Indonesia Maju tentunya merupakan harapan bangsa Indonesia. Yang sampai saat ini Indonesia masih dalam kondisi memprihatinkan. Indonesia di rundung multikritis mulai dari bidang ekonomi, sosial, budaya, pendidikan, kesehatan dan politik.
Karut marutnya bidang ekonomi membuat bangsa Indonesia terpuruk. Kurs rupiah yang selalu melemah, sementara kebutuhan pokok semakin meningkat harganya. Pengangguran semakin banyak karena lapangan kerja di kuasai luar negeri. Aset-aset negara seperti Sumber Daya Alam (SDA) dan Sumber Daya Manusia (SDM) dikuasai juga.
Pergaulan seks bebas antara pria dan wanita sudah bukan rahasia umum lagi. Pelecehan dan penyimpanan seksual merajalela di mana-mana. Pergaulan anak remaja seperti Anak Baru Gede (ABG) telah terkontaminasi pergaulan barat. Wanita, berpakaian tidak menutup aurat. Pria dan wanita bergaul tanpa batas. Perlakuan terhadap orang yang lebih tua sudah tak beradab. Semua itu karena mereka berlindung dibawah Hak Azasi Manusia (HAM).
Kebudayaan daerah di Indonesia masih mengungkung masyarakat sekitar. Mereka masih mengagungkan dan melestarikan budaya daerahnya. Walaupun sebenarnya tidak sesuai dengan kebiasaan orang timur yang menjunjung tinggi norma-norma agama. Pemerintah malah mendukung dan harus tetap melestarikan kebudayaan daerahnya, seperti di Papua dengan kotekanya, di Jawa dengan konde dan kebaya.

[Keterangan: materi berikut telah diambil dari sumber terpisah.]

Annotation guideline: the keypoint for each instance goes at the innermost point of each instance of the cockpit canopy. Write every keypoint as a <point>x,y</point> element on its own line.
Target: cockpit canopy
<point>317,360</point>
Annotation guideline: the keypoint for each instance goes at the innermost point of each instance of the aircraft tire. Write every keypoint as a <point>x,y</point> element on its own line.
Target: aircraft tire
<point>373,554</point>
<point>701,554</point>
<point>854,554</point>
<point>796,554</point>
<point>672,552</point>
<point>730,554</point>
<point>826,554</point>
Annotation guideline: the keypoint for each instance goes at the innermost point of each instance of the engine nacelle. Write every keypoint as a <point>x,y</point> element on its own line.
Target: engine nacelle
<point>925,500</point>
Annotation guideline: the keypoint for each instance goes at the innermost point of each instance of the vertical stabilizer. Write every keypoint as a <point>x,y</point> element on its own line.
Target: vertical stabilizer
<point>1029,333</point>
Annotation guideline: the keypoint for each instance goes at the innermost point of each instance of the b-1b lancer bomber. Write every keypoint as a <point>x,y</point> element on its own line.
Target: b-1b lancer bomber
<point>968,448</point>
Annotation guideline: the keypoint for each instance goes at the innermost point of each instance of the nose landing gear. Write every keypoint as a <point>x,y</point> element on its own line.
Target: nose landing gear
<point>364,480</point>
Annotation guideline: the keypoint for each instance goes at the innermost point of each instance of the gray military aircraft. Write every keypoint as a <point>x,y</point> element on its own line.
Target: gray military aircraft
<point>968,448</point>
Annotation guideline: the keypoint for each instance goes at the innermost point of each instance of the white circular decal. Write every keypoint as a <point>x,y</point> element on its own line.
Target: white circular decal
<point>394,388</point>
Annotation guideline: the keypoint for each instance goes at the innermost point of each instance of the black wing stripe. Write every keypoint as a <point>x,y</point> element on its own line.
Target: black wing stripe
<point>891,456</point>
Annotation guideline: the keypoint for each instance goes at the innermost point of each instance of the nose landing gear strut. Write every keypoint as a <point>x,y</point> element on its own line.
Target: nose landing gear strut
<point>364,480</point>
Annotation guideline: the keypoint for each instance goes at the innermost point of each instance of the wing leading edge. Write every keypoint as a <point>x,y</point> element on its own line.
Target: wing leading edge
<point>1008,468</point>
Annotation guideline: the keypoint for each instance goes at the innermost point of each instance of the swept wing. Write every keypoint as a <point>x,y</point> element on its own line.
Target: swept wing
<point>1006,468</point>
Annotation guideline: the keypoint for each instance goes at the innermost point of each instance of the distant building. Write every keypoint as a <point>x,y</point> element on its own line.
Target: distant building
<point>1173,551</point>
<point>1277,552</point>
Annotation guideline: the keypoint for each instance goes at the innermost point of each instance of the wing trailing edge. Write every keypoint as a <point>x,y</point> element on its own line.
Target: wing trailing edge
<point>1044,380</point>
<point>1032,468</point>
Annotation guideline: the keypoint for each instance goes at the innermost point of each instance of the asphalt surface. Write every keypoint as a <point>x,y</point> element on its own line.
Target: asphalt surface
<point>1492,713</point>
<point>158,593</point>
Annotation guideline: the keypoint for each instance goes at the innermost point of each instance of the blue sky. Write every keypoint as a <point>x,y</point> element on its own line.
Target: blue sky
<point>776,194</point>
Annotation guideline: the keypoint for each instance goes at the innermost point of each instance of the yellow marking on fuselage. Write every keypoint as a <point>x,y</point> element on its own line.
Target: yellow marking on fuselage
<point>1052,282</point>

Biaya pendidikan dan kesehatan saat ini sangat mahal. Pendidikan dan kesehatan yang berkualitas begitu sulit didapat. Untuk mengantisipasi dana kesehatan dan pendidikan, pemerintah mengeluarkan BPJS, kartu sehat, kartu pintar, kartu miskin dan kartu -kartu lainnya. Tapi bukannya menolong rakyat, malah menjerat rakyat dengan di wajibkannya membayar BPJS dan kartu-kartu lain setiap bulannya. Pembayaran ini bertujuan untuk kesejahteraan masyarakat, tapi pada kenyataannya semua itu tidak bisa di nikmati mereka. Padahal mereka membayar rutin setiap bulannya baik dalam keadaan sehat ataupun sakit. Bila mereka sakit kartu itu bisa dipergunakan tapi bila mereka sehat akan dilimpahkan kepada yang sakit. Pertanyaannya dana itu dilimpahkan kepada siapa? Tak jelas.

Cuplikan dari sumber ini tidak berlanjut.